Laroui: L’insoumise de la Porte de Flandre (Compte-rendu)

 

Laroui-Inconnue

Fouad Laroui: L’insoumise de la Porte de Flandre. Paris: Julliard, 2017, 137 p.

 

L’auteur de ce roman, économiste et écrivain néerlandais, est né dans le Rif marocain en 1958. Formé en France, enseignant à Amsterdam, il a obtenu plusieurs prix, dont le Goncourt de la nouvelle en 2012.

Ce roman est quasiment une étude psychologique d’une jeune femme cultivée à l’esprit libéral, moderne et européen, qui vit à Molenbeek. Tout le roman se joue entre ce quartier de Molenbeek et le centre-ville de Bruxelles. Ils représentent, pour ainsi dire, deux mondes et surtout deux cultures, qui séparent les Belgo-marocains et les Belges de souche.
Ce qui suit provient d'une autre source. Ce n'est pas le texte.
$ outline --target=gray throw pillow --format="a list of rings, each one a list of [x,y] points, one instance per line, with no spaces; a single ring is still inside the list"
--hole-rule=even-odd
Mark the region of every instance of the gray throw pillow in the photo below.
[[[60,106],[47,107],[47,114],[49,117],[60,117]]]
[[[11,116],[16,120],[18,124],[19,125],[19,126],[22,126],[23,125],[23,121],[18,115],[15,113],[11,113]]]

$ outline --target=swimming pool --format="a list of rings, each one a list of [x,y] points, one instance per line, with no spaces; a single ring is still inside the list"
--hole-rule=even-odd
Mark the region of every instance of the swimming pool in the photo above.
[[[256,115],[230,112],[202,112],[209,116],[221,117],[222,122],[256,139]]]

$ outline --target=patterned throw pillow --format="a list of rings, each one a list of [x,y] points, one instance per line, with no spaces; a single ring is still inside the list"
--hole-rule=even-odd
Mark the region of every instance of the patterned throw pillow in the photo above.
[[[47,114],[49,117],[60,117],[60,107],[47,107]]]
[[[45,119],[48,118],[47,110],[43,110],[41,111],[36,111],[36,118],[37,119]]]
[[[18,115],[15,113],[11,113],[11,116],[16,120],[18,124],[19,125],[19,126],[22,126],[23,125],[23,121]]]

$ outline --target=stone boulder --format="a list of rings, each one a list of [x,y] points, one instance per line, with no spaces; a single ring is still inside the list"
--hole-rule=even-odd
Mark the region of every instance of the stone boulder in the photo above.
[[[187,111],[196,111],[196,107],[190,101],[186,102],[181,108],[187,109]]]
Fatima, l’héroïne du roman, habite un appartement avec ses parents, un père paralysé et une mère toujours à la maison; ses frères ont déjà formé leur famille et sont partis. Fatima s’est très bien intégrée dans la société belge.

Et pourtant, depuis quelques mois, elle a l’impression “de ne plus être UNE personne, mais trois ou quatre” et elle affirme : “Je suis dans une situation impossible”. Puis, soudainement, elle a décidé elle-même de porter le voile avec une longue djellaba noire, alors qu’elle n’est nullement une musulmane pieuse ou salafiste, elle qui ne fait jamais la prière et qu’on n’a jamais vue à la mosquée. En même temps elle arrête ses brillantes études à l’ULB, malgré qu’elle soit vraiment passionnée de lectures et qu’elle courrait les expositions et les musées de la ville. Sans doute l’immense pression morale, qui s’exerce dans le quartier dont les rues ressemblent davantage à Tanger ou Casablanca qu’à Bruxelles, lui devient insupportable. C’est pour elle comme si son identité et sa riche personnalité se sont réduites et ramenées à la seule appartenance religieuse de la communauté. Sans aucun doute, c’est le début de son malaise profond et de son malheur.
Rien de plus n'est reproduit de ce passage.